La tercera categoría comprende aquellas piezas musicales que no sólo establecen el juego de relaciones de la representación, sino que lo disponen además según el orden sucesivo del lenguaje. Desde luego toda obra musical se desarrolla, de un modo u otro, en un orden sucesivo (aunque sólo sea el del correr de los segundos mientras suena); no se trata aquí de que estas obras tengan un orden sucesivo más estricto o más coherente que las que he incluido en las categorías anteriores, sino de que tengan precisamente el orden sucesivo que resulta de la disposición en el tiempo del análisis de la representación, de su despliegue parte a parte –en el espacio, como dice Foucault–, bajo la mirada de la reflexión y al servicio de la comprensión. Cae en esta tercera categoría la mayor parte de la música occidental de la segunda mitad del siglo XVIII y del XIX.
NOTAS
1. Michel Foucault, Las palabras y las cosas. Una arqueología de las ciencias humanas, traducción de Elsa Cecilia Frost, Siglo Veintiuno Editores, 1991, p. 87.
2. Programa de radio producido por Glenn Gould en 1967. Puede escucharse un fragmento aquí.
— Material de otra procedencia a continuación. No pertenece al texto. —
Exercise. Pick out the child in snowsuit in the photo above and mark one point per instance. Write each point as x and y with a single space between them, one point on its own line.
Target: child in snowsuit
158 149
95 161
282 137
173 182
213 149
3. “El Renacimiento se detuvo ante el hecho en bruto de que hay un lenguaje: en el espesor del mundo, un grafismo mezclado a las cosas o que corre por debajo de ellas; siglos depositados sobre los manuscritos o sobre las hojas de los libros. Y todas estas marcas insistentes apelaban a un segundo lenguaje -el del comentario, de la exégesis, de la erudición- para hacer hablar y hacer al fin móvil al lenguaje que dormía en ellas; el ser del lenguaje precedía, como una muda obstinación, a lo que se podía leer en él y a las palabras en que se le hacía resonar. A partir del siglo XVII, lo que se elide es esta existencia maciza e intrigante del lenguaje. No aparece ya oculta en el enigma de la marca: aparece más bien desplegada en la teoría de la significación. En el límite, se podría decir que el lenguaje clásico no existe, sino que funciona: toda su existencia tiene lugar en su papel representativo, se limita exactamente a él y acaba por agotarse en él.” Michel Foucault, ob. cit., p. 84.
4. Ibíd. p. 83.
5. Foucault traza esta distinción entre una disposición previa en el espacio y la subsiguiente disposición en el tiempo al establecer los papeles complementarios de la retórica y la gramática: “La retórica define la espacialidad de la representación, tal como nace en el lenguaje; la gramática define, respecto de cada lengua, el orden que reparte esta espacialidad en el tiempo.” ob. cit., p. 89.
6. Ibíd., pp. 74-75.
7. Ibíd., pp. 87-88.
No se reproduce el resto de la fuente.